In the field of automobile headlight adjustment, it is important to have a high performance, reliable and dynamic screw-nut system, while using compact, lightweight and economical components. Components used in automobiles should moreover perform even under extreme environmental conditions, in particular for ranges of temperatures from −40° C. to 120° C.
In conventional actuators, the torque to be exerted by the rotor on the member to be displaced decreases when the temperature decreases, because of the increase of frictional forces in the bearings positioned between the rotor and the stator. This is due to the increase in the viscosity of the lubricants present in the bearings. Although certain lubricants have an acceptable viscosity at a very low temperature, the latter are either expensive or unacceptable for ecological reasons.

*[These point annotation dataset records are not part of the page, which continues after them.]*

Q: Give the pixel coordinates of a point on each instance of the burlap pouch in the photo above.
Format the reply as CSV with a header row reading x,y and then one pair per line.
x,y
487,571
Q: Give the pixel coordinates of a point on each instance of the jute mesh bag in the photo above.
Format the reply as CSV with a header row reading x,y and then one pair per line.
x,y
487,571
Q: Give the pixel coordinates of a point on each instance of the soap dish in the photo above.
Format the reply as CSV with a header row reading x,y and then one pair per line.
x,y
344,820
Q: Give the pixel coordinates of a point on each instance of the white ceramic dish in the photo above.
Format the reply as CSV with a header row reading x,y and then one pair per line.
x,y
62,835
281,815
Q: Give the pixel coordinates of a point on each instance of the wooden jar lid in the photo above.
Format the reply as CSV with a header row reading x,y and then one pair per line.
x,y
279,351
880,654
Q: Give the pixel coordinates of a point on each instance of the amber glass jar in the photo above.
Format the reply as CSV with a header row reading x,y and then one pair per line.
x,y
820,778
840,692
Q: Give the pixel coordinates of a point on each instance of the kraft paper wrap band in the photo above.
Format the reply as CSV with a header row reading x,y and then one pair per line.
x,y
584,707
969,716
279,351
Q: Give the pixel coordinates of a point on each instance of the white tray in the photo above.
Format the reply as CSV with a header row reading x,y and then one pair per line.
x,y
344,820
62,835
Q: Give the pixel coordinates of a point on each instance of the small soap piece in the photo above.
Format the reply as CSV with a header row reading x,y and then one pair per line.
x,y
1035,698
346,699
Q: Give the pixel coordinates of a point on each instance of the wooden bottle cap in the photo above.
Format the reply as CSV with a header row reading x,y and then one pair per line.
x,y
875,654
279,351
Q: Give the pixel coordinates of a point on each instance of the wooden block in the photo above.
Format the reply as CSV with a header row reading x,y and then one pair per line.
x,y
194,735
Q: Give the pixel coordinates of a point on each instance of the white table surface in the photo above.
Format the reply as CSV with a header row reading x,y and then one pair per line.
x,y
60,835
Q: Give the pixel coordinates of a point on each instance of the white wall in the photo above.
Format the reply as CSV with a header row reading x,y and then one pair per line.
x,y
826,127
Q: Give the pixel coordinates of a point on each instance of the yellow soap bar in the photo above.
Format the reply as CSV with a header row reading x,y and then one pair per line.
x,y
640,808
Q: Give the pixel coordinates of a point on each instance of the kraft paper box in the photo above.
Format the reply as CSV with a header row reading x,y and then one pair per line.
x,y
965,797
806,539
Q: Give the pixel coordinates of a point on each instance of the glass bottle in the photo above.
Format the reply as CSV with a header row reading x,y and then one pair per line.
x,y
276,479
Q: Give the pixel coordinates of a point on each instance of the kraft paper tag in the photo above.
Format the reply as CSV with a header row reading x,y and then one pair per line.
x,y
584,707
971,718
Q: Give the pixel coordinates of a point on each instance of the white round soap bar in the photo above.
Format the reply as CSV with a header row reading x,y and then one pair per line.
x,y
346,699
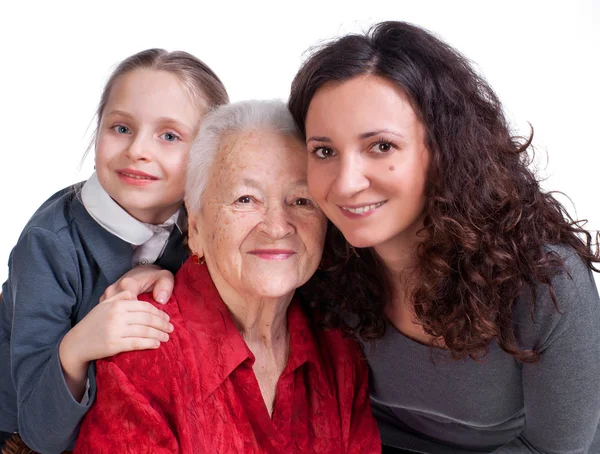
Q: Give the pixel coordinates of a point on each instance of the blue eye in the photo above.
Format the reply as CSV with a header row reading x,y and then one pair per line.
x,y
121,129
170,137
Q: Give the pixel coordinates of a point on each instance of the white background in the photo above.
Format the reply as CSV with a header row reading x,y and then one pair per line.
x,y
542,57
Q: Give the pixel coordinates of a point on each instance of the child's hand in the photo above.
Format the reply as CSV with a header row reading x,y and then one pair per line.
x,y
117,324
144,278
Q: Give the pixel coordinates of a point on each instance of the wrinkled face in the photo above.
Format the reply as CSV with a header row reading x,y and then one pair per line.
x,y
144,138
367,161
258,228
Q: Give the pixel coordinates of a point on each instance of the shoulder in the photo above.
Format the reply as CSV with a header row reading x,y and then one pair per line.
x,y
54,215
571,301
576,277
152,364
332,343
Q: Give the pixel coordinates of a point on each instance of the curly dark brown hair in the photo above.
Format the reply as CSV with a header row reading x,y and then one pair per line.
x,y
486,223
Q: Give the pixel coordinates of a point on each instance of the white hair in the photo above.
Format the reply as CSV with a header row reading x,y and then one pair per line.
x,y
223,121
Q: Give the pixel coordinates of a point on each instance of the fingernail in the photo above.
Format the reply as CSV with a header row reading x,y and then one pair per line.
x,y
162,297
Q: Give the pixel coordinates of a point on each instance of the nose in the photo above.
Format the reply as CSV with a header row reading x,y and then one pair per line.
x,y
351,177
139,148
277,223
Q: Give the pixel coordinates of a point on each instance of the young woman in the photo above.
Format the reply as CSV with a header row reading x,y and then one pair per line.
x,y
475,285
85,237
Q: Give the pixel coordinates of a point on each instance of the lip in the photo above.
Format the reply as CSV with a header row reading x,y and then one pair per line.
x,y
136,177
273,254
361,211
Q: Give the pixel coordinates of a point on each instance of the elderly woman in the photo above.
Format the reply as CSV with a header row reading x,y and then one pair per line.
x,y
246,369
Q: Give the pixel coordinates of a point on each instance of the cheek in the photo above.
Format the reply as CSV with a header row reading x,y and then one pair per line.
x,y
228,234
318,180
314,233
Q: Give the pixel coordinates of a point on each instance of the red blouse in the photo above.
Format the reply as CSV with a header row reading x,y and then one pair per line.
x,y
197,393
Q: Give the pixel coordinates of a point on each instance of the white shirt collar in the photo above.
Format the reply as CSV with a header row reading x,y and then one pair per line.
x,y
115,219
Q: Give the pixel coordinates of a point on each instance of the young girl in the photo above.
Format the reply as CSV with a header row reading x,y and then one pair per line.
x,y
475,284
85,237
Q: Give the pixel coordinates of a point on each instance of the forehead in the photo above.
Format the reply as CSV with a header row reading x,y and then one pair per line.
x,y
363,102
262,152
152,90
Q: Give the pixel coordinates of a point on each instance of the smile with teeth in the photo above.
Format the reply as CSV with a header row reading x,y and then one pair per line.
x,y
137,177
363,209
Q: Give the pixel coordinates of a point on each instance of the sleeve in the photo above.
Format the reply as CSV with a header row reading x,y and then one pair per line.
x,y
361,432
43,281
123,419
561,393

Another disadvantage of the aforementioned conventional actuators is the mechanical play that occurs when the displacement direction of the linear member is changed, this play being detrimental to the positioning accuracy of the headlights, as well as causing vibration and wear of the components.

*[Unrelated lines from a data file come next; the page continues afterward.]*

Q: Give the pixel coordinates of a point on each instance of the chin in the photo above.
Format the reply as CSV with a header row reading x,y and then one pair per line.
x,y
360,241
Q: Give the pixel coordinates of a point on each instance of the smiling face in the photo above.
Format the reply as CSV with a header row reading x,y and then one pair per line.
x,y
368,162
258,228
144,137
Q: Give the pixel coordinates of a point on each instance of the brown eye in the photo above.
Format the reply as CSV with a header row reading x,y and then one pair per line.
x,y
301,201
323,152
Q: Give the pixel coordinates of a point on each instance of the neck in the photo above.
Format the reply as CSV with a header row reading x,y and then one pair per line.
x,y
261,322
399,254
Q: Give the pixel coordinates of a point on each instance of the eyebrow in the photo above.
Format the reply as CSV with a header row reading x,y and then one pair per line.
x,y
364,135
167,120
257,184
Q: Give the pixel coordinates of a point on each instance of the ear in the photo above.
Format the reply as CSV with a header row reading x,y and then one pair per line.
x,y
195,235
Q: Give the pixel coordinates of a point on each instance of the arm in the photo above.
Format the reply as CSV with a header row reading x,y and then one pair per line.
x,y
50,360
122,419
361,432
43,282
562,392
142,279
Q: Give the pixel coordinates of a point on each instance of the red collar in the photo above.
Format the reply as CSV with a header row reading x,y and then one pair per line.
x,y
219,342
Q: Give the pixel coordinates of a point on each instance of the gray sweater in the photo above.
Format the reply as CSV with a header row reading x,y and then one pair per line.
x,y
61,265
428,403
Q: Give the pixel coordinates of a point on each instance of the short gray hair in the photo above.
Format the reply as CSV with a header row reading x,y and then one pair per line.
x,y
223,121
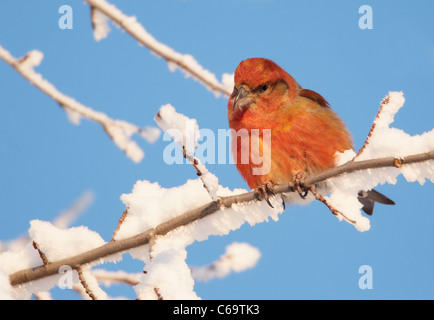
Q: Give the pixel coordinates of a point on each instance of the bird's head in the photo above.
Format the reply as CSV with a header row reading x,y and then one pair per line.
x,y
259,85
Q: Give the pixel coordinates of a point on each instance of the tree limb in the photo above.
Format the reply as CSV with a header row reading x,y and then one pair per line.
x,y
123,245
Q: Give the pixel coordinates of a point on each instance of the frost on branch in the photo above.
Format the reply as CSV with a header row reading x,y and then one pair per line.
x,y
150,205
100,10
119,131
383,141
185,132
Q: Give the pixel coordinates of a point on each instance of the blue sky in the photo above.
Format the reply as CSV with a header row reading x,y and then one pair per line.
x,y
46,162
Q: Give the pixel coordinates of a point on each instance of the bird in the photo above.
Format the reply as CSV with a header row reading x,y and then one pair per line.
x,y
296,131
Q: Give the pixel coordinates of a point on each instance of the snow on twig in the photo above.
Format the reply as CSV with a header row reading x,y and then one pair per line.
x,y
118,130
187,63
190,216
185,132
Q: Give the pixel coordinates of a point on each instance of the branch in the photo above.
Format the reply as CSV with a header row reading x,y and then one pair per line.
x,y
119,131
118,246
175,59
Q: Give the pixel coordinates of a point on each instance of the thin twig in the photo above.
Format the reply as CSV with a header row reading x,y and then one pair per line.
x,y
137,31
41,254
112,247
333,210
119,131
85,285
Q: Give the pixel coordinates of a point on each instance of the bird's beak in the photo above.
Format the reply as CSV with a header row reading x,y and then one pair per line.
x,y
241,94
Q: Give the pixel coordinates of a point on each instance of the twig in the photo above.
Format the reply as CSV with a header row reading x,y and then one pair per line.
x,y
85,285
371,131
121,220
41,254
112,247
184,61
333,210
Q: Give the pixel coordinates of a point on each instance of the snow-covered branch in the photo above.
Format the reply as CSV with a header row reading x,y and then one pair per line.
x,y
118,130
192,215
101,9
122,245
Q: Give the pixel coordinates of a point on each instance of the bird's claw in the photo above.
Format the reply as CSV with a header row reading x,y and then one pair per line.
x,y
298,181
264,191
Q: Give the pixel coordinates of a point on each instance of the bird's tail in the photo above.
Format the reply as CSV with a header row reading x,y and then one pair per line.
x,y
368,199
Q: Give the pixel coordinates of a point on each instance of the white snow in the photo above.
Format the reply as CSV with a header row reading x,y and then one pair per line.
x,y
239,256
385,141
101,28
175,60
120,131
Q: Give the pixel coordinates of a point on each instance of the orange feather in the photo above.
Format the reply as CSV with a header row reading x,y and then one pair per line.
x,y
305,132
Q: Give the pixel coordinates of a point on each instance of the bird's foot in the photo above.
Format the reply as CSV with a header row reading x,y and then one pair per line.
x,y
264,190
298,182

US 2006/0108885 A1 discloses a motor with ball bearings, intended for consumer electronics applications. This motor is however not suitable for a linear actuator application in the automotive field because of the instability of the bearings. Indeed, the balls are housed in cavities of parts assembled in the housing of the motor, the balls being in abutment against an essentially spherical surface at the ends of the axis of the motor, but in a separable manner. In the case of vibration or shock, the interface between the balls and the ends of the axes may separate and even be fouled and worn, thereby leading not only to the possibility of radial vibration of the motor, but also to decentralization of the rotor. Moreover, the shape of the housing in which the balls are mounted, is sensitive to wear and positioning of the balls and requires accurate manufacturing and mounting tolerances.